Muslims, as well as following the scripture, should follow the Prophet Muhammad (PBUH) – as so should follow the example he left by being eco-friendly and sustainable. He did many things to encourage sustainability through many ways, such as highlighting sustainable consumption, through sewing, and repairing his own and his companions clothing as well as utilizing natural resources – those as basic as water. He, wherever possible, would use minimal amounts and water, whether this be for ablution (wudhu) or showering/bathing.
This historical ideology has promoted many Muslim countries and communities to follow a sustainable and environmentally friendly lifestyle. In Istanbul, Turkey (an Islamic country) in 2015 aimed to be a “leading example for establishing a low carbon and climate resilient infrastructure at national and international scale” (ISTANBUL CLIMATE CHANGE ACTION PLAN, 2018). They aimed to reduce greenhouse gas emissions that create climate change while adapting to climate change and covering the city into a climate friendly city. Now, Turkey has announced its goal to achieve net-zero emissions by 2053 and after five years the 2015 Paris agreement, Turkey has become the final G20 member state to ratify it. On the 6th of October, the Turkish parliament approved the bill unanimously – emphasizing its efforts to combat climate change and adapt to its effects.
A study in Indonesia (2013) shows that including environmentalist messages in Islamic sermons/talks had led to an increase in awareness and concern from the public regarding the environment. Furthermore, in 2014, Indonesia then issued an Islamic legal opinion (fatwa) to require Muslims of Indonesia to protect endangered species. Then, in 2016 another fatwa was issued that prohibited the deliberate burning of forests and peatlands. The success of the wildlife fatwa, in 2014, had facilitated the success of this fatwa.
However, while recognizing these achievements – it is still important to be constructive as well as contributive when it comes to environmental sustainability, the Muslim Platform for Sustainable Development (MSPD) enables individuals to play this role. The MPSD enables organizations to gather and circulate resources and information and facilitate organizational cooperation in constructing a distinct Muslim understanding of and approach to Sustainable Development Goals.
The main objectives of this organization are to ensure the representation of the Muslim voice by advocating at a global, regional, and national level while also ensuring governments are held to accountability, as well as to engage and provide informed Islamic faith-based positions in conducting collaborative research.
Another organization that links Islam with sustainability and environmental awareness is Green Muslims. Based in Washington, they host education and outdoor recreational events to connect the Muslim community and local climate and environmental activist organizations.

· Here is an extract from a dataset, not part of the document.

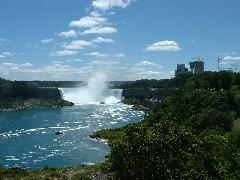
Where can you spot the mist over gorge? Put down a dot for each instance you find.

In Manchester, there was recently a conference held that aimed to recognize the ways in which Muslims would engage in positive environmental practices as well as collaborating with organizations to develop knowledge on Islamic practice and sustainability. They were asking questions such as, “how can Muslim communities be involved in designing and implementing environmental policy and initiatives” and “how do Muslim’s experience and practice environmental sustainability in their everyday life.” Conferences and questions like this are extremely hard to come by and are desperately needed to ensure that Muslim voices are heard and included when it comes to sustainability and the environment.
It is important that such voices are heard, especially during Islamophobia awareness month, whether it be about some success in sustainability from an Islamic country or a smaller organization – the praise and positive contributions that Muslims have had should be brought to attention as we try to diversify voices heard in our society.